Bahkan dalam Tafsir Fi Dzilal al-Quran disebutkan bahwa ketika istri Nabi memilih untuk taat kepada Allah dan Rasulnya dan tidak akan meminta sesuatu yang di luar kemampuan Nabi lagi, Nabi pun bergembira.
Baca Juga: Muhammad Abduh: Mufasir Pelopor Pembaharuan Pemikiran di Dunia Islam
Ketiga, adanya perintah Allah untuk tidak memberikan harta secara khusus kepada istri Nabi. Hal ini menjelaskan bahwa hubungan istri, anak, cucu, atau kerabat tidak dapat menghalangi seseorang untuk bertakwa kepada Allah. Istri Nabi Muhammad tetap memiliki derajat keistimewaan dibanding wanita lainnya karena ketakwaannya, sebagaimana firman Allah “Hai Istri-istri Nabi, kamu sekalIan tidak sama seperti wanita-wanita lain, jika kamu bertakwa”.

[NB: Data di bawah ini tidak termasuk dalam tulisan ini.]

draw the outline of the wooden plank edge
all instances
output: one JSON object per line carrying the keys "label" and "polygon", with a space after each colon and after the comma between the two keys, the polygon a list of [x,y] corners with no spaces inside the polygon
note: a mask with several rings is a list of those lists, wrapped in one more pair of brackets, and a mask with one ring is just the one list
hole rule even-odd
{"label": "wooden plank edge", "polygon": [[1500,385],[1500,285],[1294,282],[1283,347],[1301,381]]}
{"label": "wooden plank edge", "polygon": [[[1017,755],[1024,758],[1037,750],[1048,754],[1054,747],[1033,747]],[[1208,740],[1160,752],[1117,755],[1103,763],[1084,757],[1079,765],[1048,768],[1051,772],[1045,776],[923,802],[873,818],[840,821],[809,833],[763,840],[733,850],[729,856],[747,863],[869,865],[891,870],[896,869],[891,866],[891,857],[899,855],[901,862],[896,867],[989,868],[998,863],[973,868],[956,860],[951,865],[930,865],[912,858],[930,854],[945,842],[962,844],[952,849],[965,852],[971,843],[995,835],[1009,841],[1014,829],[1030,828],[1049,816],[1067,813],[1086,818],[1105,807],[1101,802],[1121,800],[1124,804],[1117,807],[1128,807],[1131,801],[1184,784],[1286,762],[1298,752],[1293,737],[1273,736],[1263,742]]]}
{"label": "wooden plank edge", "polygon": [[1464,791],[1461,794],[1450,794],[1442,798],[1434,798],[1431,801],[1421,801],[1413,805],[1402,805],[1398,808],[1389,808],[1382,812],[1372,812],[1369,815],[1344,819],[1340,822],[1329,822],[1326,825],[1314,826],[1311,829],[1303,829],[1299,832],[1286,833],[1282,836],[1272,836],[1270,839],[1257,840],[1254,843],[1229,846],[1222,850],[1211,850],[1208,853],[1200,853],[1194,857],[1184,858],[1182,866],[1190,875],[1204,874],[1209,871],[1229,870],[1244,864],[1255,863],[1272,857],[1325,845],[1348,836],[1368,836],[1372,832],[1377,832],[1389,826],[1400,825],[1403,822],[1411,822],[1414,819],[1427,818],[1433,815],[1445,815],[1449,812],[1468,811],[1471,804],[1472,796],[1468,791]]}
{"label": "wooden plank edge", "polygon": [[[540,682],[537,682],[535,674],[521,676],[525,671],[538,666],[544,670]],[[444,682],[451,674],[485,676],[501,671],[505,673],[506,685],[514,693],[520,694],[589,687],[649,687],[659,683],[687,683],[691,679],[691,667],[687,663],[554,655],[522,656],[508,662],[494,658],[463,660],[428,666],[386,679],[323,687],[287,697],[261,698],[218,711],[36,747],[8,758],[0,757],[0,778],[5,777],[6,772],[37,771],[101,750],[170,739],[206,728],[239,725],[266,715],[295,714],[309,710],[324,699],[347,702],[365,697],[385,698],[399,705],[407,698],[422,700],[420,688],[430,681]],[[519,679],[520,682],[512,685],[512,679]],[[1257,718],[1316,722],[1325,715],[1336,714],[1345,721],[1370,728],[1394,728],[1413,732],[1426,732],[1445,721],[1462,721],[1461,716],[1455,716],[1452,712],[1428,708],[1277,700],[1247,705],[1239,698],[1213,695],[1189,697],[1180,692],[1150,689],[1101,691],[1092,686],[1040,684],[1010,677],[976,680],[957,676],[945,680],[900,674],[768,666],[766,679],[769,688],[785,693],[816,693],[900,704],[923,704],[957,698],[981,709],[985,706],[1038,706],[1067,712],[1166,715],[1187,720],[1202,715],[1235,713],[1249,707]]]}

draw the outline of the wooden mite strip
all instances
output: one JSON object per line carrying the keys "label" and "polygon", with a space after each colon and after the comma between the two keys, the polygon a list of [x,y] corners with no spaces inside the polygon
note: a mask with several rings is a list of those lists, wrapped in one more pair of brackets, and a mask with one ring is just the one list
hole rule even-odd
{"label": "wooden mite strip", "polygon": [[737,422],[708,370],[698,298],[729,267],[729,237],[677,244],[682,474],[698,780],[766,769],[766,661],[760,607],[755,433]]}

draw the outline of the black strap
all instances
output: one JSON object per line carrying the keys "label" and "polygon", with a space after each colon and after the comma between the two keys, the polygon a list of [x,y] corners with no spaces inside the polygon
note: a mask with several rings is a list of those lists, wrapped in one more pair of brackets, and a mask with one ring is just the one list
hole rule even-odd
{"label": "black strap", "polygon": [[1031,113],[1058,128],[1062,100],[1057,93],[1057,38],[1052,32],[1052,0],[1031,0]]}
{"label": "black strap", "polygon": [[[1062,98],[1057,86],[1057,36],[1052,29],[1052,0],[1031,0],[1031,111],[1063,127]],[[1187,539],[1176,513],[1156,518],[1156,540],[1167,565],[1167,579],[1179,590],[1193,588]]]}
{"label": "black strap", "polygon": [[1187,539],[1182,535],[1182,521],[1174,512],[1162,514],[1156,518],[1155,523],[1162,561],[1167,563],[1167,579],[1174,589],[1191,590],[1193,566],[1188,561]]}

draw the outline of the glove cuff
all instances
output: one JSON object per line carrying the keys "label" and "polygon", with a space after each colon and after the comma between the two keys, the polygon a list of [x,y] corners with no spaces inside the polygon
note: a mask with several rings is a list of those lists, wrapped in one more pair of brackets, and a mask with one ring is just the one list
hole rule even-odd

Hal penting yang dapat penulis tekankan disini ialah bahwa umat Nabi Muhammad Saw khususnya kaum hawa, juga dapat meneladani akhlak mulia istri-istri Nabi dan akan memiliki derajat yang berbeda dengan manusia lainnya, bila ia bertakwa. Wallahu A’lam.